Tuesday, March 5, 2013

Exits Should Be as Classy as Entrances

I am in the process of quitting my job that I have worked at throughout university. It has been a fun little job with opportunities to travel, sharpen my skills and spend some time with like-minded people. The truth is, I was ready to quit. I was feeling cramped with the idea that I knew everything about my role and there wasn't much more I could do in the way of professional betterment for the role. And then a greater opportunity came up.

I admit, despite knowing I was ready, it was not and still continues to not be as smooth as I hoped it would be. By my very nature, I am a people-pleaser. I would rather make myself uncomfortable than impose on somebody else. I recently shared this with a friend and she quickly responded "That is because you are a female."

Because I am a female?

Society seems to celebrate this people-pleasing feature in females, and it would seem, young females.
One of the more memorable things a university professor ever said to me was to finish my sentences firmly, without lilting or raising it in a questioning tone that allows for people to assume that you have no idea what you are talking about and in some way, worth less.

I still battle with untangling my dreams and goals from the expectations of other people, but I can confidently say that it is not because I am female but because I am having these experiences for the first time. Disappointing people never gets easier, but when I think it is possible to focus less on that and more on what is necessary for you as a person.

I am more confident as I head into my new position that I will be more focused on what is necessary for me to feel balanced and when it comes to an end, not be apologetic, but grateful for opportunity.

What have your experiences been in leaving a job?
Any other people pleasers out there? What have you learned to assert what you need in a situation?

1 comment:

  1. Great post, great timing! I am in the process of leaving a PhD programme for another one.
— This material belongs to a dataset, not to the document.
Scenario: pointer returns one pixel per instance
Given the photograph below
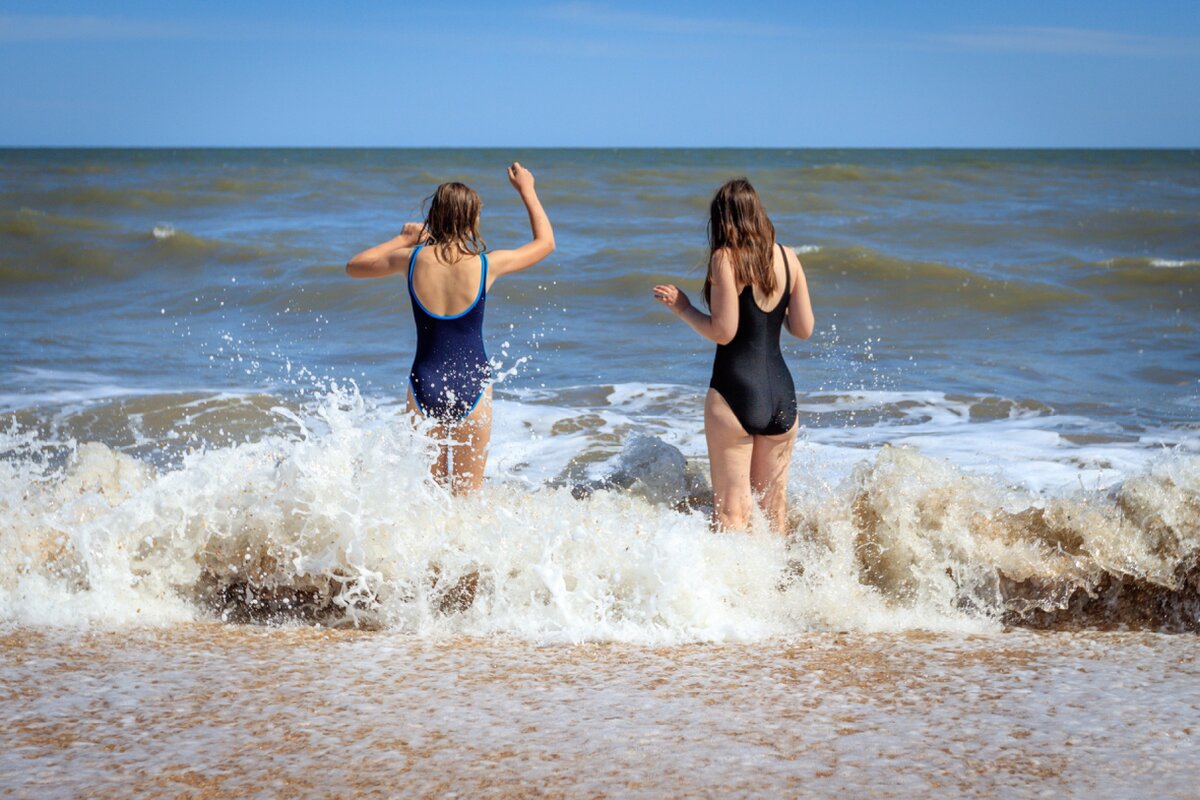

I am trying to make it clear that I want to maintain good professional relations with others whenever and wherever possible, and that it simply became a matter of 'fit'. The other department and I are better suited for one another, and there were personal reasons for my departure. I do not want to cut ties or burn bridges, as they say.

    I am a notorious people pleaser, actually, and really struggle with assertiveness. I learned valuable lessons in my current programme about professionalism, boundaries, and the big mistakes to avoid. I will take all of this, and my new-found ability to negotiate between being assertive and finding a diplomatic solution, forward with me in my new programme. It was not an easy decision, and I am trying not to look back with regrets; looking forward to the opportunities presented before me is a much healthier way to proceed.